Sunday, June 5, 2011

God Works (Part Three)

“For this reason the Jews persecuted Jesus, and sought to kill Him, because He had done these things [healed a man] on the Sabbath. But Jesus answered them, ‘My Father has been working until now, and I have been working.’” (John 5:16, 17)


Examples of how slothfulness “destroys” the world (Proverbs 18:19) are numerous:


1. One may be too lazy to get the education needed to improve the mind and skills God gave him, his family suffers, the world is not helped, the kingdom of God is impeded.

2. Because a man plops down in front of the television or computer every night for hours on end instead of developing good relationships with his children and/or his wife, his family falls apart, his children leave the faith, his children are lost when it comes time for them to raise their own family, and future generations suffer from the breakdown in his own generation, i.e., when he was at the helm.

3. Because a man (along with a whole lot of other Christians) does not work hard enough at making his family’s budget work with a slot for tithing, the work of God suffers, people/cities/entire nations are not evangelized, and the world hobbles on apart from the gospel that brings light and peace and a better world (from which, by the way, his own progeny would benefit).

And the list goes on and on and on. Work is good. Work is not only good, it is very much the good that “makes the world go round,” so to speak. Work makes things happen, and when things don’t happen, things happen. Put less cryptically, work makes the things that ought to happen happen, and when those good things don’t happen, bad things happen instead.

The eighth commandment speaks to the matter of work in this way: Don’t steal. The idea of stealing—taking what belongs to others—presupposes the idea of private property. God created us as individuals who live in community. Just as God is one God but in Three Persons, distinctly Three but living together as One, even so we are to live as distinct individuals with distinctly separate responsibilities, characteristics, goals, accomplishments, gifts, and experiences, but in harmony and unity with one another. People have “boundaries,” and those need to be recognized or there will be trouble.

Everyone should work to meet his own needs: “sponging” or “leeching” is one form of stealing from others. But people do not fulfill their responsibilities by merely working to have their own “separate stuff.” People are to work to give as well. This is the exhortation of the Scriptures Old and New: Work to supply your own needs and to have something to give to others. “Let him who stole steal no longer, but rather let him labor, working with his hands what is good, that he may have something to give him who has need.”(Ephesians 4:28)

So the eighth commandment presupposes work also. Work is not just a good idea, it is essential to living the Trinitarian life God created for us. We are to be busy creating, tilling, tending, caring for, beautifying the world and the people He created, joining Him in His great work of creation and redemption. And failure to do so is theft. Let him who stole steal no longer: work instead!

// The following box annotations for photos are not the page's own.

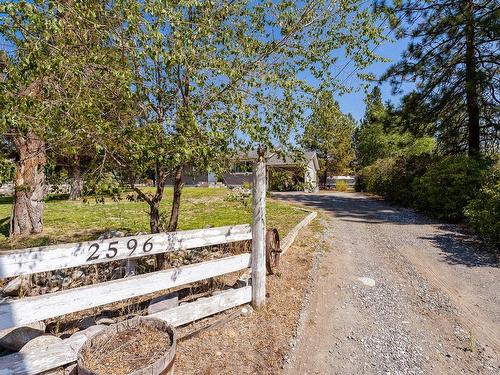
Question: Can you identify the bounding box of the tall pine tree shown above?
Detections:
[383,0,500,155]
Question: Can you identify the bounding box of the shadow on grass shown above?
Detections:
[420,224,500,267]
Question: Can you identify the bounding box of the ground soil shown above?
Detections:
[175,228,317,375]
[281,193,500,375]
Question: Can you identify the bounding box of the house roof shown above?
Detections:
[239,150,319,170]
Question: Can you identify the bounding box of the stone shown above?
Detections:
[78,316,96,331]
[71,270,85,281]
[0,322,45,351]
[148,293,179,315]
[358,277,375,287]
[96,318,115,326]
[19,335,62,353]
[2,276,29,297]
[61,277,73,288]
[64,363,78,375]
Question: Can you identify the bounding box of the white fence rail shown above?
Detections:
[0,254,250,329]
[0,152,272,375]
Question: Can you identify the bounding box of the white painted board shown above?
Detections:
[0,224,252,278]
[0,287,252,375]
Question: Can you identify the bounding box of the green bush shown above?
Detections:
[355,154,433,206]
[269,170,306,191]
[465,167,500,244]
[412,156,491,221]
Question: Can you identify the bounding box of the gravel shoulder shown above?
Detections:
[279,193,500,374]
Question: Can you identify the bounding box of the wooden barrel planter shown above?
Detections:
[77,317,176,375]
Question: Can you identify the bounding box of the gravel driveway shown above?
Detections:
[278,193,500,375]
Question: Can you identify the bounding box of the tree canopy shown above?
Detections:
[302,92,355,183]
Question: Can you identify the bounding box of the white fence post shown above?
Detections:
[252,148,266,309]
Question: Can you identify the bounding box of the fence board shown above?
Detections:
[0,286,252,375]
[0,224,252,278]
[0,253,251,329]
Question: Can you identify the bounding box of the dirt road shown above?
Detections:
[280,193,500,375]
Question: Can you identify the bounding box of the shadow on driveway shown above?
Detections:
[273,192,500,267]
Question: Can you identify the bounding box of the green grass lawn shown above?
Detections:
[0,187,306,249]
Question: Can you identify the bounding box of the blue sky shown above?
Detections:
[336,40,412,120]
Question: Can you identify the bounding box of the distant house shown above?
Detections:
[183,151,319,191]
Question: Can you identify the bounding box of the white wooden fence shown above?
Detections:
[0,225,260,374]
[0,155,266,375]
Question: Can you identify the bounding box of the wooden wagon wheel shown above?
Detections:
[266,228,281,275]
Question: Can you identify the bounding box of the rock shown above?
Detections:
[148,293,179,314]
[2,276,29,297]
[0,322,45,351]
[71,325,105,338]
[19,335,62,353]
[240,307,252,317]
[97,230,125,240]
[78,316,96,331]
[96,318,115,326]
[358,277,375,287]
[111,266,126,279]
[146,258,156,267]
[125,259,137,277]
[61,277,72,288]
[71,270,85,281]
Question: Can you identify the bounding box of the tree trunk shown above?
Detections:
[69,154,83,201]
[465,0,480,155]
[167,164,184,232]
[10,130,47,237]
[149,198,161,233]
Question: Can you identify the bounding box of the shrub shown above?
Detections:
[355,154,433,206]
[413,156,491,221]
[335,180,349,191]
[465,167,500,244]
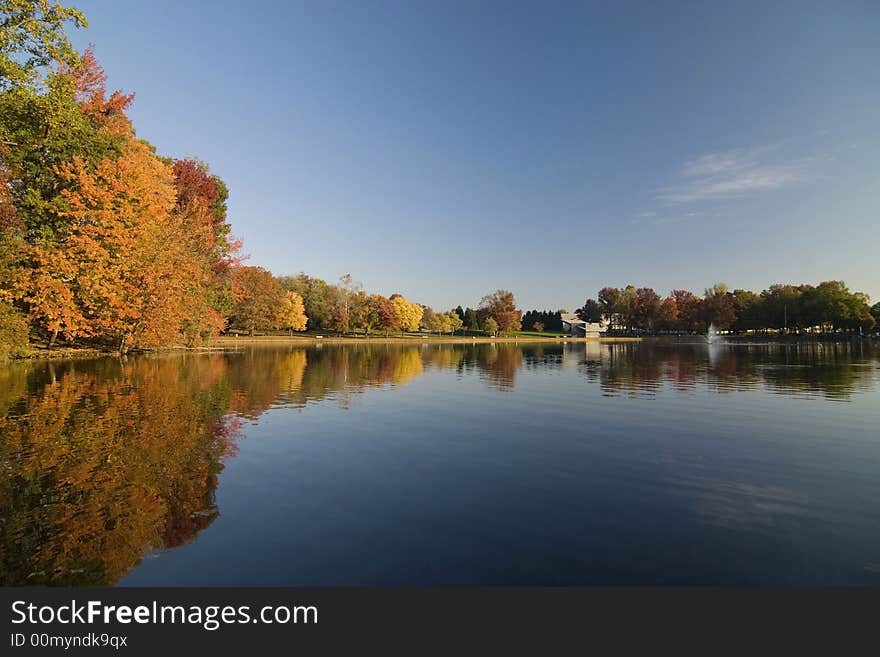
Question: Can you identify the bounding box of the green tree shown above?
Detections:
[478,290,522,332]
[232,267,285,335]
[446,308,464,335]
[0,0,87,91]
[464,308,480,331]
[576,299,602,323]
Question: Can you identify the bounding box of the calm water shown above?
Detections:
[0,343,880,585]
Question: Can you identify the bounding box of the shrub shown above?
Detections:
[0,302,28,359]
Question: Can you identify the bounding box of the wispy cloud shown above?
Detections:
[656,149,804,203]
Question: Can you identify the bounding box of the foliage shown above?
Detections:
[0,0,87,91]
[477,290,522,333]
[389,294,424,331]
[275,286,307,331]
[232,267,288,334]
[0,301,28,360]
[581,281,880,333]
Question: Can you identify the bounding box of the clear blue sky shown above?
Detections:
[72,0,880,309]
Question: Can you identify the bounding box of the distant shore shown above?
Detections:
[8,333,877,364]
[206,335,642,349]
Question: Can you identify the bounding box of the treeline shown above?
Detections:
[577,281,880,333]
[0,0,532,356]
[522,310,562,333]
[0,0,239,353]
[276,273,522,335]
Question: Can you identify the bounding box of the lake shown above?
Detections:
[0,339,880,586]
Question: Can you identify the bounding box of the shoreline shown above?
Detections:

“God, we give You thanks for all those who have worked in times past and for the myriads working even now from whose work we benefit, and we pray You would make us diligent to work hard and faithfully in our own little corner of the world, knowing our work affects all the world as well. Teach us to live in harmony with one another, the blessed Trinity as our example; teach us to work to give not merely to get or take from one another. We look to You to supply us all of our needs and pray we would be like You in supplying the needs of others. Through Jesus Christ our Lord we pray. Amen.”